Meanwhile you have multiple Fields Medalists (Tau, Gowers) saying they’re very impressed by LLMs’ mathematical reasoning, something that the stochastic parrots thesis (if it has any empirically-predictive content at all) would predict was impossible. I doubt Tau and Gowers thought much of LLMs a few years ago either. But they changed their minds. Who do you want to listen to?
I think it’s time to retire the Stochastic Parrots metaphor. A few years ago a lot of us didn’t think LLMs would ever be capable of doing what they can do now. I certainly didn’t. But new methods of training (RLVR) changed the game and took LLMs far beyond just reducing cross entropy on huge corpuses of text. And so we changed our opinions.
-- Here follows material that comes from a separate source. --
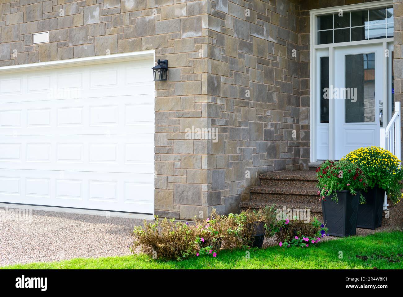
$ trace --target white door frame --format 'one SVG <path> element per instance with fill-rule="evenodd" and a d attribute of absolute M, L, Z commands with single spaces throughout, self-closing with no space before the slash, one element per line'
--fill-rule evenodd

Shame Emily Bender hasn’t too.
Sigh.
Did you read TFA? This is precisely one of the non-questions that she answers.
Renaissance Philanthropies is a front for VC companies.
They never publish allocated computational resources, prior art or any novel algorithm that is used in the LLMs. For all we know, all accounts that are known to work on math stunts get 20% of total compute.
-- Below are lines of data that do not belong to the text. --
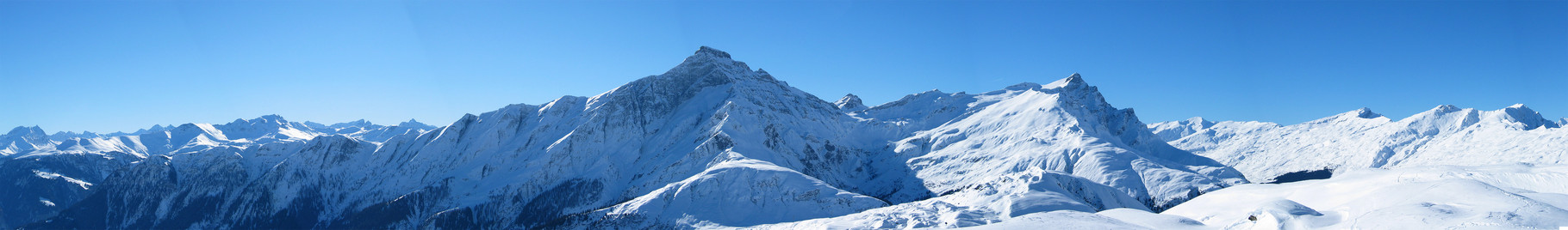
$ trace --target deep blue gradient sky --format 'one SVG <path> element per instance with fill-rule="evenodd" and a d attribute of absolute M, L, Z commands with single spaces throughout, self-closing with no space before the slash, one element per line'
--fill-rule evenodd
<path fill-rule="evenodd" d="M 0 2 L 0 127 L 281 114 L 445 125 L 726 50 L 877 105 L 1080 72 L 1145 122 L 1526 103 L 1568 116 L 1565 2 Z"/>

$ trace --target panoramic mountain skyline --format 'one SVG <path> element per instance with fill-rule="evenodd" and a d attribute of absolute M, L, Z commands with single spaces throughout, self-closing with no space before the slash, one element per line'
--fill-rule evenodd
<path fill-rule="evenodd" d="M 1562 11 L 1568 3 L 0 2 L 0 31 L 25 34 L 0 36 L 0 95 L 13 99 L 0 102 L 13 111 L 0 127 L 111 133 L 262 114 L 447 124 L 593 95 L 699 45 L 867 106 L 1079 72 L 1148 122 L 1513 103 L 1555 119 L 1568 116 Z"/>

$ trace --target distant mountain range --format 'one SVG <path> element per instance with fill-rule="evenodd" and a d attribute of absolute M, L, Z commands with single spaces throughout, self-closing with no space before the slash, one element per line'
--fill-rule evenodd
<path fill-rule="evenodd" d="M 1247 183 L 1303 171 L 1555 164 L 1560 125 L 1524 106 L 1146 125 L 1077 74 L 867 106 L 701 47 L 599 95 L 442 127 L 279 116 L 110 135 L 19 127 L 0 136 L 0 228 L 1210 228 L 1256 227 L 1281 208 L 1265 221 L 1345 227 L 1301 203 L 1225 202 L 1270 197 L 1248 191 L 1273 185 Z M 1450 171 L 1497 171 L 1474 181 L 1499 188 L 1537 178 L 1419 172 Z M 1400 181 L 1388 185 L 1414 183 Z M 1472 194 L 1555 192 L 1537 191 Z M 1557 224 L 1552 208 L 1519 225 Z"/>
In other words, they ignore prior art, do not investigate and just celebrate if they get a vibe math result. It isn't science, it is a disgrace.
Not only would it be a leap to suggest that people automatically lose their integrity by taking funds for projects they believe are useful, especially after involvement with adjacent fields, but you are suggesting merely being impressed by a fund is enough to dismiss their views?
You also have no evidence that Renaissance Philanthropies is a front for VC companies. All news coverage indicates that they seek to be an alternative for high net worth individuals engaging in philanthropy.
Many people discovering Erdos results, engaging in Olympiads etc, are doing so with publicly available models and publish the resources used in the process.
It's rare to read an author who can directly face Brandolini's Law of misinformation asymmetry and not only hold his own against the bullshit but overcome it.
LLMs certainly use something similar, except they understand text as input. LLMs, especially used for marketing stunts, have way more computing power available than any theorem prover ever had. They probably do random restarts if a proof fails which amounts to partially brute forcing.
Lawrence Paulson correctly complained about some of the hype that Lean/LLMs are getting.
ACL2 even uses formulaic text output that describes the proof in human language, despite being all in Common Lisp and not a mythical clanker.
They do not think and use old and well established algorithms or perhaps novel ones that were added.
They act as a learned proposal mechanism on top of hard search. Things like suggesting relevant lemmas, tactics, turning intent into formal steps, and ranking branches based on trained knowledge.
Maybe a kind of learned "intuition engine", from a large corpus of mathematical text, that still has to pass a formal checker. This is not really something we've had to this extent before.
> They do not think
That claim seems less useful, unless “think” is defined in a way that predicts some difference in capability. If the objection is that LLMs are not conscious, fine, but that doesn't say much about whether they can help produce correct formal proofs.
Modelling text describing the world is not modelling (some aspect) of the world?
Modelling the probability that a reader likes or dislike a piece of text is not modelling (some aspect) of a reader's state of mind?